Monday 24 February 2014

My body wants to be inside out ...

Can I be blunt here for just a few minutes? I'm in bed, flat on my back and trying to figure out how to describe how I'm feeling. Aside from a minor headache, I feel like my whole body is electrified, twitchy, my skin isn't crawling but my muscles are and my spine feels like it's going to crawl like an alien out of my back. It's almost as if every muscle in my body wants to tighten and flex, that's the only way I'll get rid of the feeling but dammit, that hurts after a while.  Why does my body feel like it wants to turn itself inside out?  Oddly enough, the only things that hurt are my hands but I think I'd take an ache over this because at least my ibuprofen could help with an ache. 

I have no idea if these feelings are caused by my medication or by my MS, I'm confused by the whole thing. Here's the blunt part: I hate every minute of this: every needle, every morning of waking up and wiggling everything to see if it moves. I'm already tired of being thankful for every step I take, every morning that I don't fall on my face and every dish that doesn't get broken.  I am grateful for all the little things but at the same time I wish my little victories were still being happy for the Friday bus ride home from work instead of trying to find new ways to open things that don't include my teeth or waiting for the kids to come home from school so they can help me open a yogurt. 

I'm not trying to have a pity party here and I understand that my prognosis can be positive. I am alive after all, I just wish there was a window into the future that could tell me what quality if life I am facing. Is there hope that I'll be on a Friday evening bus home from work again?  My neurologist says no to me right now, got the papers in the mail today saying so.  That's probably what set me up for a tailspin this evening. The kids are bed, the house is quiet & my brain decided to be over active. 

Silly brain needs to come up with a genius way for me to knit again instead of making me feel like there's a layer of slime under my skin.  I'm sliding around now like an eel. Hey! I found a bright side: I am becoming quite adept at squirming which is a bonus to know that I can wiggle away from danger like the imminent zombie apocalypse.  However, if I'm going to be gimpy, I at least would like the benefit of knitting scarves and poorly matched socks or sew more zafu pillows or not concentrate on my gait when I walk anywhere so people don't think I'm drunk at 8AM.  I do get to carry around a letter saying that I have MS and will not pass a field sobriety test. I find that one pretty amusing.  I don't drive but is it possible to get a WUI (walking under the influence)?
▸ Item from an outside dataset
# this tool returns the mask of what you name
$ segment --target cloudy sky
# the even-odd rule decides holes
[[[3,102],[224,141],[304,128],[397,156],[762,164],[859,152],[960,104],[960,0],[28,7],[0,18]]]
Okay, I'm getting silly and tired. I think it's time to cut this drivel short and try to find a way to calm my twisting muscles.  I do have to say thank you to my darling readers, your non-judgement and unwavering support over the last few years, months and weeks has been incredibly appreciated. I hope to have many more of these foolish posts to come. 

Note: I blurbed this out to the speaker on my phone so please excuse any spelling and/or grammar errors. Also, I'm a little too twisted up in my blankets with a cat on me to proofread this crazy post.